Zurück zur Übersicht

Liszt bleibt – Klassik Stiftung Weimar glücken wertvolle Erwerbungen

Die Klassik Stiftung Weimar kann am Ende des Liszt-Jubiläumsjahres bedeutende Neuzugänge ihrer Liszt-Bestände vermelden. Neben mehreren inhaltsreichen Briefen aus Liszts engstem Umkreis, die seinen im Goethe- und Schiller-Archiv bewahrten Nachlass ergänzen, konnte die Klassik Stiftung Weimar einige wertvolle Objekte aus dem Besitz des Münchner Pianisten und Liszt-Publizisten Ernst Burger erwerben. Burgers Veröffentlichungen über den Komponisten Franz Liszt u.a., vor allem seine prachtvollen Bildbiographien, zählen zu den Standardwerken der Musikliteratur.

Besondere Beachtung bei den erworbenen Objekten verdienen der von einem unbekannten Künstler gefertigte Gipsabguss der Kinderhand Liszts und die Koffer-Schreibgarnitur von Franz Liszt. Beide Stücke wurden bereits in der Landesausstellung »Franz Liszt – Ein Europäer in Weimar« im Schiller-Museum präsentiert.

Der Gipsabguss ist aus dem Vorbesitz Eleonore Rechers (1916–2001), der Enkelin von Berthold Kellermann (1853–1926), in Ernst Burgers Liszt-Sammlung gelangt. Kellermann war ein Schüler Liszts und später Mitherausgeber der Großherzog-Carl-Alexander-Ausgabe der Werke des Komponisten. Das anrührende Erinnerungsstück zeugt von der Begeisterung, die Franz Liszt schon als ›kleiner Wundermann am Klavier‹, wie er in Wien genannt wurde, in den Musikmetropolen Europas entfacht hatte.
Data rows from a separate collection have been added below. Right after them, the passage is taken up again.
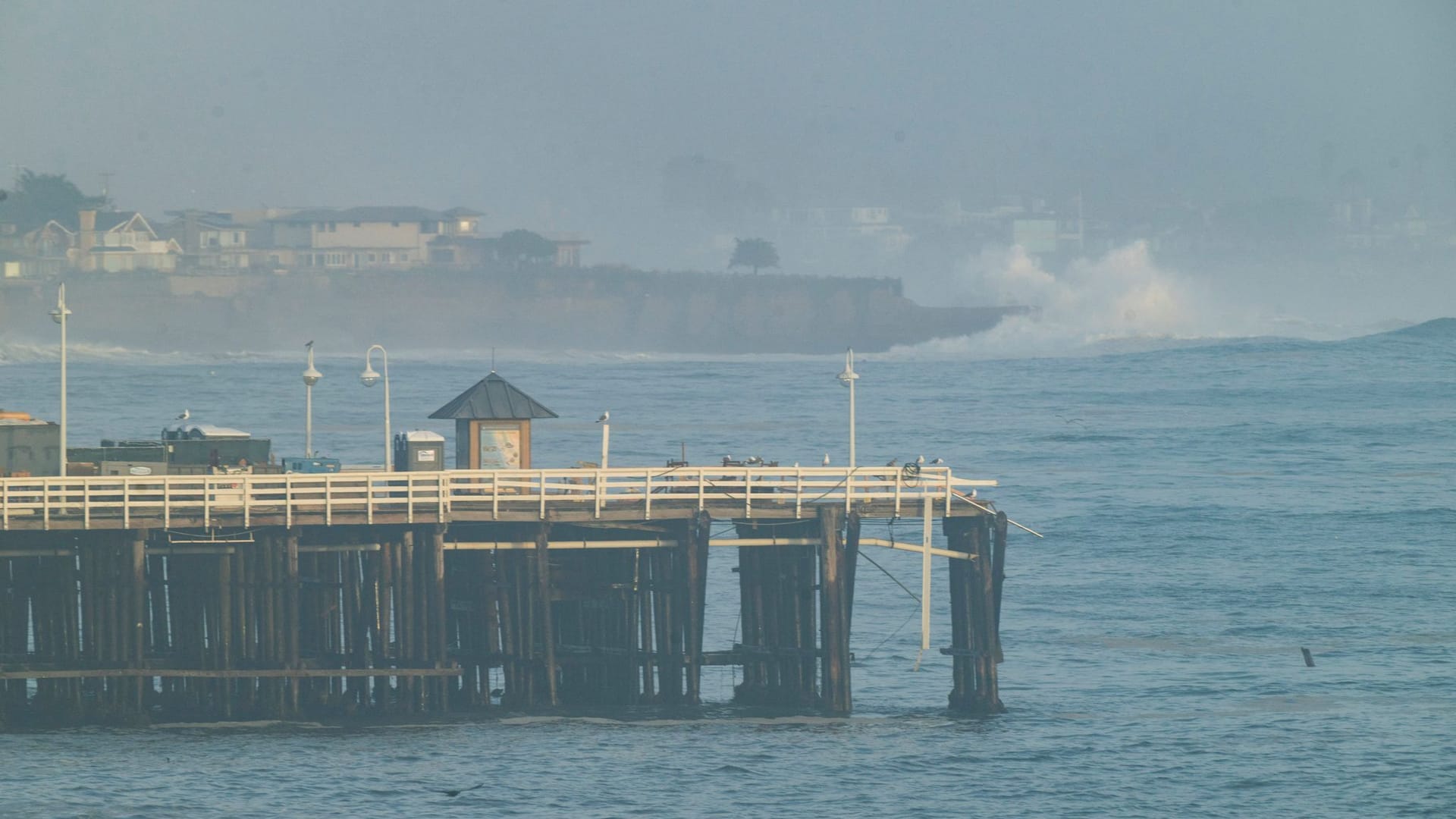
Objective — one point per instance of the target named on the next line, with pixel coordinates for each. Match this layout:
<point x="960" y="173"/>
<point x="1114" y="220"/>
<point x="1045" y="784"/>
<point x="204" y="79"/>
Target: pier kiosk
<point x="492" y="425"/>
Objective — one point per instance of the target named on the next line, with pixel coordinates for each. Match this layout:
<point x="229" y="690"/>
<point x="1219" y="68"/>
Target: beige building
<point x="210" y="241"/>
<point x="366" y="237"/>
<point x="121" y="241"/>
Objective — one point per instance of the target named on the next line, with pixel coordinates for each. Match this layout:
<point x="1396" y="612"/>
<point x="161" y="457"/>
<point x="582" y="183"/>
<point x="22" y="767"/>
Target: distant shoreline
<point x="607" y="309"/>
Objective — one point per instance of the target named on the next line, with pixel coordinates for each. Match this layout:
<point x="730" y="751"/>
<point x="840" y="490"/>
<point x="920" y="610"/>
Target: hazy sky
<point x="563" y="115"/>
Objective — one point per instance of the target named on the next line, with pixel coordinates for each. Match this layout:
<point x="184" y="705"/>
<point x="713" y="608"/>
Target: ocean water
<point x="1209" y="509"/>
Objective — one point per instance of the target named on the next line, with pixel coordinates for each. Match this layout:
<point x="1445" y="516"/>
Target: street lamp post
<point x="370" y="378"/>
<point x="310" y="378"/>
<point x="848" y="378"/>
<point x="58" y="316"/>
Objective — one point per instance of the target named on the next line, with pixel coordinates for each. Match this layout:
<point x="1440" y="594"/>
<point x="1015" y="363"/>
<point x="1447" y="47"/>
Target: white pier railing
<point x="360" y="497"/>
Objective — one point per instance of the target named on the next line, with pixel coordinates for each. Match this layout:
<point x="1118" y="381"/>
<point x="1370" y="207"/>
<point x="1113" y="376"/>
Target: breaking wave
<point x="1120" y="302"/>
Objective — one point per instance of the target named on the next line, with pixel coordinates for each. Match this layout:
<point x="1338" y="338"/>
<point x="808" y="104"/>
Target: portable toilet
<point x="492" y="425"/>
<point x="419" y="450"/>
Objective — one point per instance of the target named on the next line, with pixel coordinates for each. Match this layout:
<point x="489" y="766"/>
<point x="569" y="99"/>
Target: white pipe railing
<point x="107" y="500"/>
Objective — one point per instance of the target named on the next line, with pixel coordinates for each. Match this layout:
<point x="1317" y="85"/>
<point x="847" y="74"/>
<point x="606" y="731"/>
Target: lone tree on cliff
<point x="519" y="246"/>
<point x="755" y="253"/>
<point x="41" y="197"/>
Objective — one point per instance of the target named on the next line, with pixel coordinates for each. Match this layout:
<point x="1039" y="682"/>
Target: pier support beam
<point x="781" y="618"/>
<point x="836" y="595"/>
<point x="548" y="632"/>
<point x="974" y="640"/>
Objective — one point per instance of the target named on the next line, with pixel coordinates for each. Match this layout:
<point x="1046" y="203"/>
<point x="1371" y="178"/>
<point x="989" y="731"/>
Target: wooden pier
<point x="232" y="596"/>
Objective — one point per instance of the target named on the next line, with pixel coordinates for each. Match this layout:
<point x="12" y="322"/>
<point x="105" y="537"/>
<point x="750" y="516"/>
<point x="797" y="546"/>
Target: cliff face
<point x="548" y="309"/>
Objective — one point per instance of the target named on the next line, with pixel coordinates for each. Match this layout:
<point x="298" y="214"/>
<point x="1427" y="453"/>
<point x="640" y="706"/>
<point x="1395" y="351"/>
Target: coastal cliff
<point x="430" y="309"/>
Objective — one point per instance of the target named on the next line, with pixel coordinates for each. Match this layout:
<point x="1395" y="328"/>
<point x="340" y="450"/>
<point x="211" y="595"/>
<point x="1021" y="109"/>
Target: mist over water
<point x="1209" y="510"/>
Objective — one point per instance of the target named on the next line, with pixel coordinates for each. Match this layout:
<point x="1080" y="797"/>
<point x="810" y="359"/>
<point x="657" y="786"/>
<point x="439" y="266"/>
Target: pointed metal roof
<point x="492" y="398"/>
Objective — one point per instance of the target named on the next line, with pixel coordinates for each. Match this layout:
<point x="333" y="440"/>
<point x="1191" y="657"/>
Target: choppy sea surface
<point x="1209" y="509"/>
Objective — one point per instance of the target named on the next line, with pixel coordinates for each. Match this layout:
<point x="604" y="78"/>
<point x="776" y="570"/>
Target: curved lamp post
<point x="370" y="378"/>
<point x="58" y="316"/>
<point x="848" y="378"/>
<point x="310" y="378"/>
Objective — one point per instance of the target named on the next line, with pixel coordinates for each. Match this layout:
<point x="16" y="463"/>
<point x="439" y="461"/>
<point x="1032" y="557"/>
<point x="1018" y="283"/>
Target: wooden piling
<point x="833" y="613"/>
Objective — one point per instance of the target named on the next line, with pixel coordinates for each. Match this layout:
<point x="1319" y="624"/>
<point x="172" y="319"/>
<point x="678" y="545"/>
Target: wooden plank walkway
<point x="178" y="502"/>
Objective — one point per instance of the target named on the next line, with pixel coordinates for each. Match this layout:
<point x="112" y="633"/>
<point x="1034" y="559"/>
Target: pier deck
<point x="313" y="595"/>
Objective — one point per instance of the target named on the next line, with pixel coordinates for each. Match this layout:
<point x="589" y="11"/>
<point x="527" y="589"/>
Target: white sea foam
<point x="1125" y="302"/>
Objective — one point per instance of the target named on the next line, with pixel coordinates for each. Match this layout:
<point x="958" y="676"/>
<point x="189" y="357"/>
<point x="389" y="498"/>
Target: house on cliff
<point x="96" y="241"/>
<point x="363" y="238"/>
<point x="210" y="241"/>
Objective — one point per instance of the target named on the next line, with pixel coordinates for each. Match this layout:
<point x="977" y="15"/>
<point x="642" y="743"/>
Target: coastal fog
<point x="1128" y="168"/>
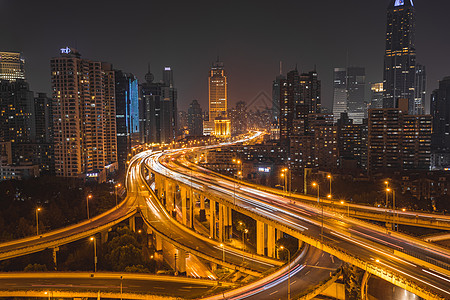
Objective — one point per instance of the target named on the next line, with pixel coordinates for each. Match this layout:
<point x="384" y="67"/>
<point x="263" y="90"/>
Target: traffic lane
<point x="316" y="267"/>
<point x="438" y="289"/>
<point x="425" y="279"/>
<point x="112" y="215"/>
<point x="115" y="214"/>
<point x="158" y="219"/>
<point x="158" y="287"/>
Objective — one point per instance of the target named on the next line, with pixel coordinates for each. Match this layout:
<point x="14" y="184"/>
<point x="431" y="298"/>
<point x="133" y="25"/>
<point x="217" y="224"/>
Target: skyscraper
<point x="440" y="110"/>
<point x="218" y="95"/>
<point x="349" y="89"/>
<point x="276" y="96"/>
<point x="401" y="79"/>
<point x="16" y="110"/>
<point x="195" y="119"/>
<point x="11" y="66"/>
<point x="339" y="92"/>
<point x="376" y="99"/>
<point x="398" y="141"/>
<point x="84" y="115"/>
<point x="127" y="114"/>
<point x="158" y="109"/>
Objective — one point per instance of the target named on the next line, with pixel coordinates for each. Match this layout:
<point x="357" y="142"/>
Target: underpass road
<point x="363" y="241"/>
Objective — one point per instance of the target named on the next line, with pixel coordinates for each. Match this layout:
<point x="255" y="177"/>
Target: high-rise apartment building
<point x="12" y="66"/>
<point x="398" y="141"/>
<point x="127" y="114"/>
<point x="440" y="110"/>
<point x="376" y="99"/>
<point x="195" y="119"/>
<point x="300" y="96"/>
<point x="16" y="116"/>
<point x="84" y="115"/>
<point x="158" y="109"/>
<point x="402" y="76"/>
<point x="349" y="88"/>
<point x="339" y="92"/>
<point x="218" y="96"/>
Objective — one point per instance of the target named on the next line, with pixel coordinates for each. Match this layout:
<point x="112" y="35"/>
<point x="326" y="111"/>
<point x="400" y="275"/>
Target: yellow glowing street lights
<point x="116" y="187"/>
<point x="223" y="252"/>
<point x="37" y="220"/>
<point x="315" y="184"/>
<point x="89" y="197"/>
<point x="348" y="208"/>
<point x="95" y="253"/>
<point x="330" y="177"/>
<point x="289" y="270"/>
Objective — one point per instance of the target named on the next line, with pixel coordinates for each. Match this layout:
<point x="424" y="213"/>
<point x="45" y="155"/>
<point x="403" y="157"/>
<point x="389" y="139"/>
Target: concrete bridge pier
<point x="104" y="236"/>
<point x="212" y="219"/>
<point x="132" y="223"/>
<point x="184" y="199"/>
<point x="260" y="237"/>
<point x="181" y="263"/>
<point x="202" y="214"/>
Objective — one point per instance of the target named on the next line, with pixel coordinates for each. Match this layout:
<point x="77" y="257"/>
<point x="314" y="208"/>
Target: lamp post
<point x="87" y="203"/>
<point x="315" y="184"/>
<point x="289" y="270"/>
<point x="223" y="252"/>
<point x="330" y="177"/>
<point x="348" y="208"/>
<point x="116" y="187"/>
<point x="95" y="253"/>
<point x="37" y="220"/>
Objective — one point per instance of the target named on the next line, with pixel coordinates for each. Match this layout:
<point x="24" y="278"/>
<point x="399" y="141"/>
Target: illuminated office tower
<point x="376" y="99"/>
<point x="84" y="113"/>
<point x="158" y="108"/>
<point x="403" y="77"/>
<point x="217" y="91"/>
<point x="127" y="114"/>
<point x="339" y="92"/>
<point x="349" y="88"/>
<point x="11" y="66"/>
<point x="195" y="119"/>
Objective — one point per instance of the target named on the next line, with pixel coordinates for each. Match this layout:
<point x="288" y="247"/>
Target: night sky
<point x="251" y="38"/>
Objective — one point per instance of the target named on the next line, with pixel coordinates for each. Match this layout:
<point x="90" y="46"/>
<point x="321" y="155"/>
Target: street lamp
<point x="315" y="184"/>
<point x="37" y="220"/>
<point x="223" y="252"/>
<point x="330" y="177"/>
<point x="289" y="270"/>
<point x="116" y="187"/>
<point x="95" y="253"/>
<point x="87" y="203"/>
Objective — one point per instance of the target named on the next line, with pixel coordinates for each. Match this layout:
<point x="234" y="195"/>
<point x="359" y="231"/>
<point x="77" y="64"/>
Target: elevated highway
<point x="420" y="268"/>
<point x="106" y="285"/>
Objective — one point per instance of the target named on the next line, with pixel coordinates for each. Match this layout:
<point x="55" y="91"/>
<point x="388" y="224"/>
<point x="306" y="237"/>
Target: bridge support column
<point x="212" y="219"/>
<point x="132" y="223"/>
<point x="181" y="262"/>
<point x="260" y="238"/>
<point x="191" y="208"/>
<point x="280" y="235"/>
<point x="158" y="243"/>
<point x="202" y="215"/>
<point x="104" y="236"/>
<point x="228" y="223"/>
<point x="55" y="262"/>
<point x="271" y="241"/>
<point x="183" y="192"/>
<point x="222" y="208"/>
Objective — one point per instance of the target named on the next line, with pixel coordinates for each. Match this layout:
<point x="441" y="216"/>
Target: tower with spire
<point x="402" y="77"/>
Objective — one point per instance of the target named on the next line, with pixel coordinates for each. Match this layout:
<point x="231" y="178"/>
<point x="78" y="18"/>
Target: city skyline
<point x="258" y="47"/>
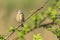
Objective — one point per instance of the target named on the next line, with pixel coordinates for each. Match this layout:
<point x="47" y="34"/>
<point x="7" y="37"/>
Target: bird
<point x="20" y="17"/>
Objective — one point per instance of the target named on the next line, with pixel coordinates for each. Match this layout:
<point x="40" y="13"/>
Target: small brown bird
<point x="20" y="17"/>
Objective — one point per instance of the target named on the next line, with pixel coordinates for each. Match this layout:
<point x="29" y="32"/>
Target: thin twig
<point x="26" y="20"/>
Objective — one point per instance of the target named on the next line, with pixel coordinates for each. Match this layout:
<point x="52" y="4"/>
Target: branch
<point x="26" y="20"/>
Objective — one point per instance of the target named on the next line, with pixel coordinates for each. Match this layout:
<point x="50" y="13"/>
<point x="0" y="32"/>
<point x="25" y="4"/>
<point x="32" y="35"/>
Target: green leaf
<point x="26" y="28"/>
<point x="11" y="29"/>
<point x="37" y="37"/>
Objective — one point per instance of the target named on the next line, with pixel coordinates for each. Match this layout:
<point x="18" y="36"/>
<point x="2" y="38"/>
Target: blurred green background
<point x="9" y="8"/>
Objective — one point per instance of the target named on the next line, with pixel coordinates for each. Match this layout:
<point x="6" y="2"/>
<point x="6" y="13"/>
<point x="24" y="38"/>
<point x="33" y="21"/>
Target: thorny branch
<point x="26" y="20"/>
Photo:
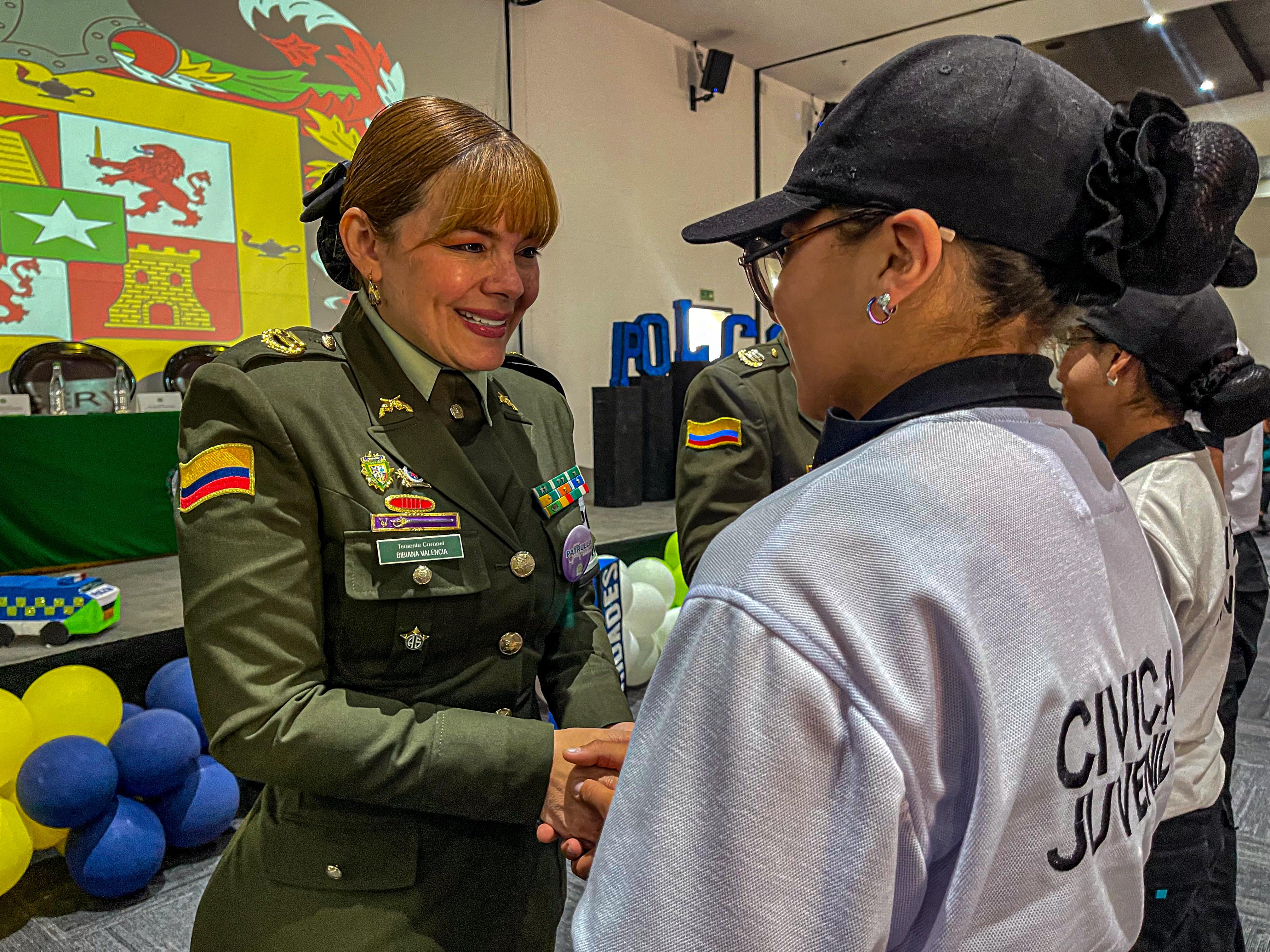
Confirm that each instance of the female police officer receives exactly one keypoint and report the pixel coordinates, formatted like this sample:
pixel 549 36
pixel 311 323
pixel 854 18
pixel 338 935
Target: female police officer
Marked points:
pixel 897 702
pixel 379 558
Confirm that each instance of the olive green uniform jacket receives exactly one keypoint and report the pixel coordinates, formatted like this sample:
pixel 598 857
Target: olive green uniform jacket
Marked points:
pixel 404 780
pixel 713 487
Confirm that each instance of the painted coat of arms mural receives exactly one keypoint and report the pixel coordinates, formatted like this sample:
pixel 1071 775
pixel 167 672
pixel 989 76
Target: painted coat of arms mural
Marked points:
pixel 153 156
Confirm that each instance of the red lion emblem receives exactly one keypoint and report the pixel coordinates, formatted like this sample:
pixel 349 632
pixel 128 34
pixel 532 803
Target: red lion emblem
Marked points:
pixel 23 271
pixel 158 169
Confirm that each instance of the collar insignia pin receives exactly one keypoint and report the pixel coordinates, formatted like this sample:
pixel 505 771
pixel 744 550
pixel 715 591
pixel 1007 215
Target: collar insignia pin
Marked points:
pixel 390 404
pixel 285 342
pixel 409 479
Die Schreibgarnitur, ein Reiseschreibnecessaire vermutlich französischer Herkunft, wird Liszt vor allem auf seinen späteren Konzertreisen gedient haben. Ähnlich einem Laptop lässt sie sich aufklappen und konnte somit als Schreibpult verwendet werden. Tintenfass, Streusanddose und eine Federnschale, die im Innenleben untergebracht werden können, waren unentbehrliche Werkzeuge des Komponisten. Somit konnte Liszt auch in der Reisekutsche seine Korrespondenz erledigen oder an den Kompositionen arbeiten, wenn er nicht gerade mit Fingerübungen auf der stummen Klaviatur beschäftigt war.

Noch bis Ende des Jahres ist das Liszt-Haus tgl. außer montags von 10 bis 18 Uhr geöffnet sowie an den Weihnachtsfeiertagen und an Silvester von 10 bis 16 Uhr. Heiligabend ist das Haus geschlossen. Öffentliche Führungen bietet die Klassik Stiftung mittwochs um 15 Uhr und samstags um 13 Uhr an. Ab Januar 2012 ist das Liszt-Haus im Zuge der Winteröffnungszeiten nur am Wochenende geöffnet.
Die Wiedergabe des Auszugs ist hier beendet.